Computers do not help beginners
I disagree. Some people find that in order to get better at playing OTB, they have to practice using an actual chess set like the one they'll be playing with. Others find that studying diagrams or computer screens is just as useful as the real thing. I think it's something that's different in the wiring of different people's brains. Not everyone learns the same way.
Personally, I have no problem studying diagrams in books, using a computer for study, and translating those skills to OTB play.
Well, I feel that reading the book while playing the moves in chessbase (if I can find a file for the book) really makes it easier for me to concentrate and is quicker too. However, I can tell that slowly it gets easier (even for me) to visualize the moves and hopefully, with training, one becomes so familiar with the board that doesn't need pgn-book files or even...chessboard.
I also feel that it helps me alot not to play the variations, but only imagine them,whenever possible. Is it a good idea?
Reading at the moment my first descriptively annotated book (Reti's Masters of the Chessboard), I am really impressed by this descriptive annotation and actually love it. It makes me think more each move and maybe will help me visualize the board better. Maybe it's just my illusion, but after reading descriptive annotated games, it's easier to follow algebraic also,like it gives you more FEEL of the game generally. I don't know, sorry, I can't explain it.
I thank you all for replies!
Don't listen to the guy that said computers do not help. I do prefer to work with a physical chessboard with most books, primarily for ergonomic purposes, but a computer is fine too.
Yes, I like descriptive notation better as well.
I'm in the same boat with you and these are the books I found on your list the most readable -- and therefore, to me, the most useful:
Chernev - Logical Chess Move by MoveNimzowitsch - My SystemChernev - The Most Instructive Games of Chess Ever Played
It could be me but I like Chernev's and Euwe's writing style so I lean toward their works. On my study list but not on yours:
Chernev - CombinationsChernev/Reinfeld - Winning Chess (Just out in algebraic notation by Batsford Chess)Euwe - Judgment and Planning in ChessEuwe - Strategy and Tactics in Chess
For what it is worth I have enjoyed all of Seirawan's books but especially his books on Tactics and Strategy as well as the intro book Let's Play Chess. Lev Alburt's Chess for the Gifted and the Busy I have also found very helpful. Also, for later, most of the guys around the club believe Lasker's books are also mandatory, particularly the ones on Openings and Endings. Hope this is helpful.

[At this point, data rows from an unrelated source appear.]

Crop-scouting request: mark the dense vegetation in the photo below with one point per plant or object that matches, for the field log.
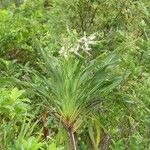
(74, 75)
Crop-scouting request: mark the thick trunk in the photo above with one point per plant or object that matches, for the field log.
(72, 142)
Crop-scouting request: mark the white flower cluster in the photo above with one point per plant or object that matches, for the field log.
(83, 43)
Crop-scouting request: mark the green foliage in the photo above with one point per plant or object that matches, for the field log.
(67, 57)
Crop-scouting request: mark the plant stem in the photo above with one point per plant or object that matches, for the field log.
(72, 142)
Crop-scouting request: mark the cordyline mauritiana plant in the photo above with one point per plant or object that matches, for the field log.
(73, 84)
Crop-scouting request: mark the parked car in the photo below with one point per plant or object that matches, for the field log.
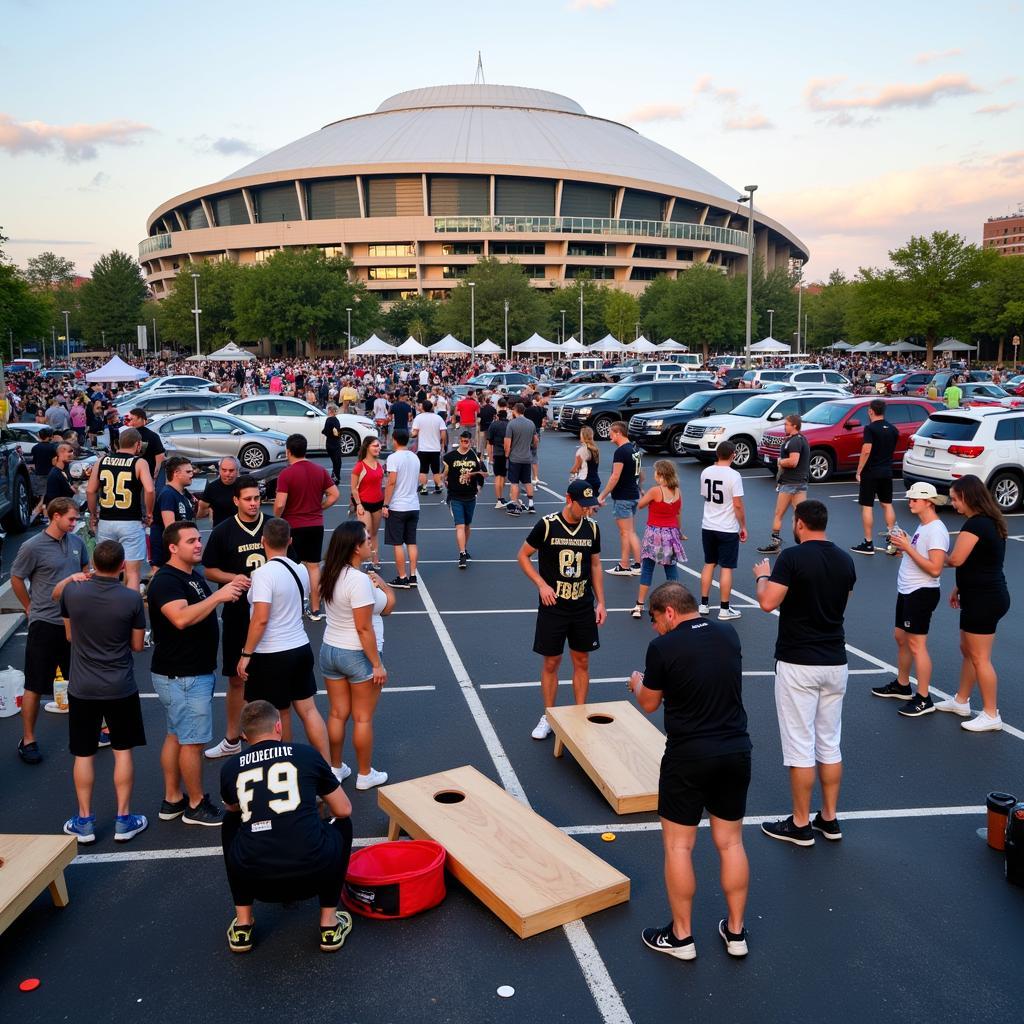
(663, 430)
(623, 401)
(835, 431)
(293, 416)
(986, 442)
(744, 425)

If you prefer to study on a pc board you can try Chess tutor. It is the software version of the famous step method (που έχει αρχίσει να μεταφράζεται και στα ελληνικά). The first three steps are available. I'm working now through Chess tutor 2.
what about it troll?
wow! Thanks a lot to everyone for the recommendations! Let's keep it cool guys, we may have different opinions but no need for conflicts.
Ιδιαίτερα ευχαριστώ τους πατριώτες!
Keep 'em coming, with love and understanding!
I'm about to finish Reti's Masters of the Chessboard. I really enjoyed this book, which includes great games of the old masters, 70 in total. Reti's comments are very instructive and not hard to follow for a beginner. However, what I most liked about this book, is that it gives you the opportunity of getting to know the great pioneers of chess and their basic ideas and principles, which are now common place. It's like the perfect introduction to the chess legends from 1860 to 1930, written by...one of them! I strongly recommend it to all new chess players.
I'll probably continue with Chernev's Logical Chess Move by Move together with Heisman's Back to Basics: Tactics which I already began studying and I find it really detailed and instructive.
Special thanks to hicetnunc.
which is, tactically better!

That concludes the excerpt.